Vielleicht war die Vorfreude zu groß. Vielleicht lag es an meiner naiven Erwartung, die angekündigte Detailschärfe auf seinen extrem großen Farbfotos auch in nächster Nähe noch zu finden. Fand ich aber nicht. Unbenommen bleibt der tiefe Eindruck, den Gurskys Bilder hinterlassen haben.
Es bleibt, eine seltene Qualität von Fotografie, der Eindruck, die meisten seiner Bilder enthielten die Quintessenz unserer planetaren Lebensweise, mehr als jeder noch so große virtuelle Speicherstick. Staunend und ergriffen, mit Bedenklichkeit und Unbehagen, nahm ich sie wahr und komme nicht umhin, diese Gefühlsmelange als Konfrontation aufzufassen. Nur gering ist meine Chance, ihr auszuweichen. Will ich gar nicht!
1955, da war ich Sechs, kam Andreas Gursky in Leipzig zur Welt. Sein Großvater Hans hatte in Taucha ein Fotoatelier. Sein Vater Willy, der an der zwischen den Weltkriegen unter dem Namen „Akademie für Grafische Künste Leipzig“ firmierenden heutigen „Hochschule für Grafik und Buchkunst“ studierte, ging im selben Jahr 1955 mit der Familie nach Westdeutschland und wurde Werbefotograf in Düsseldorf.
Andreas immatrikulierte sich 1977 an der Folkwang-Universität in Essen, blieb in elterlicher Nähe und ging künstlerisch weiter. Seit den 1980er Jahren dokumentiert er die Eingriffe des Homo sapiens in die planetare Natur und zwar nicht vordergründig als Verletzungen oder Chancen, sondern mit Erstaunen, ja mit Ergriffenheit, in denen die Wirklichkeit vor allem als Willensakt begutachtet wird.
Womit ich, aus anderer Perspektive, wieder beim menschlichen Willen bin. Einerseits löst er mich sukzessive aus Verknüpfungen, andererseits scheint er mir verhängnisvoll anzuhaften. Beides könnten Einbildungen sein, aber dann so perfekte, so suggestive, dass ich die Rolle des Betrachters gar nicht wirklich einnehmen kann. Betrachtung wie Umgebung werden von Gurskys Fotos absorbiert.
Bei „Rhein III“ muss ich mir noch die Augen reiben, zweimal schauen, in „Les Mées“ ist es offensichtlich und in „Cocoon I“ sind beide Seiten, Fotografie und Umgebung, nicht mehr zu trennen, aufeinander angewiesen. Nicht einmal Handeln mehr ist nötig für die Durchdringung, Wandeln umher reicht bereits aus, um das arglos begonnene in ein Geschehen aufzuweiten, das bejahend und in Frage stellend gleichermaßen ist. Was tue ich (hier) und wie weit kann ich (damit) kommen?
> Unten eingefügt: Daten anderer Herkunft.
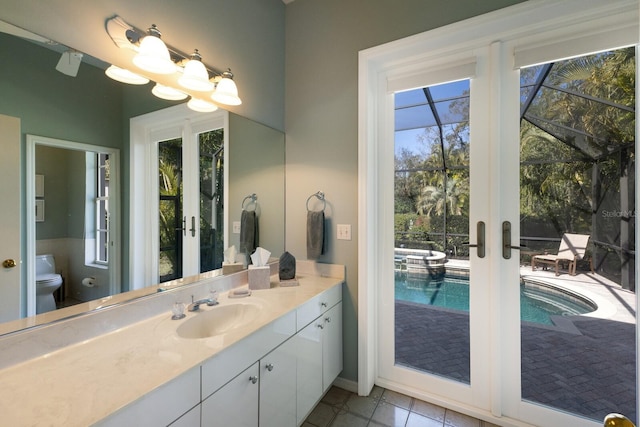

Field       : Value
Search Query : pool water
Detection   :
[395,273,594,325]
Die Antwort, so schlüssig sie ist, überrascht mich dann doch. Das grafische Video zum Musikstück „Wurlitzer“ von Leifur James fällt mir ein, hilfreich an dieser Stelle. Vor allem die letzte Sequenz, wo sich in letzter Konsequenz, nach vier in Atem haltenden Minuten, das Wesentliche ereignet: wie das Menschenwesen sich abnabelt, sich losreißt – befreit? Um in Lichtes zu treiben. Zu fliegen? Zu stürzen? Oder in Lautloses, in Nichts, das dann die Zukunft all dessen wäre, was bisher wurde und ist. So gesehen, so gefühlt, so gefunden in dem, was wir ‚Dasein‘ nennen.
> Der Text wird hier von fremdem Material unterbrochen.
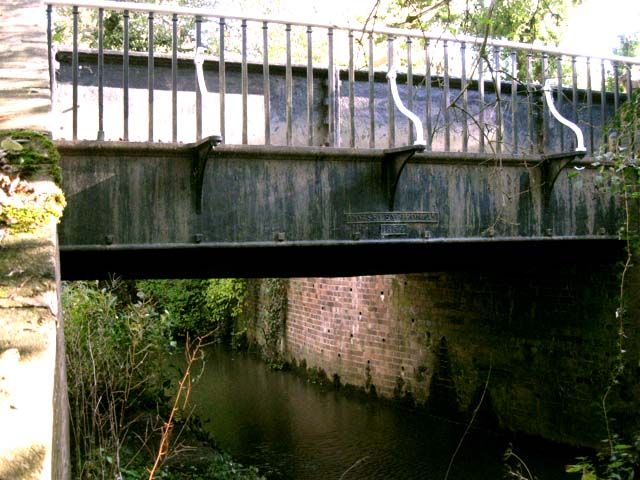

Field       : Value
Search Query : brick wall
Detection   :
[285,262,640,445]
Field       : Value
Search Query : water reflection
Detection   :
[186,347,571,480]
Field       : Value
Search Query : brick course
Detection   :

Andreas Gursky hütet sich, Unmögliches zu versuchen: im Rahmen halten, was überquillt, vor Augen halten, was vergeht. Stattdessen entdeckt er vor und hinter seinen Flächen den Ereignisraum, in dem sogar gelingen kann, was geschieht und gibt ihm präzise Namen wie „Frankfurt“ (2007), „Bangkok I“ (2011), „Ruhrtal“ (1989), „Les Mées“ (2016), „Hong Kong Shanghai Bank II“ (2020), „Amazon“ (2016), „Rhein III“ (2020), „Salerno“ (1990), „Cocoon I“ (2007).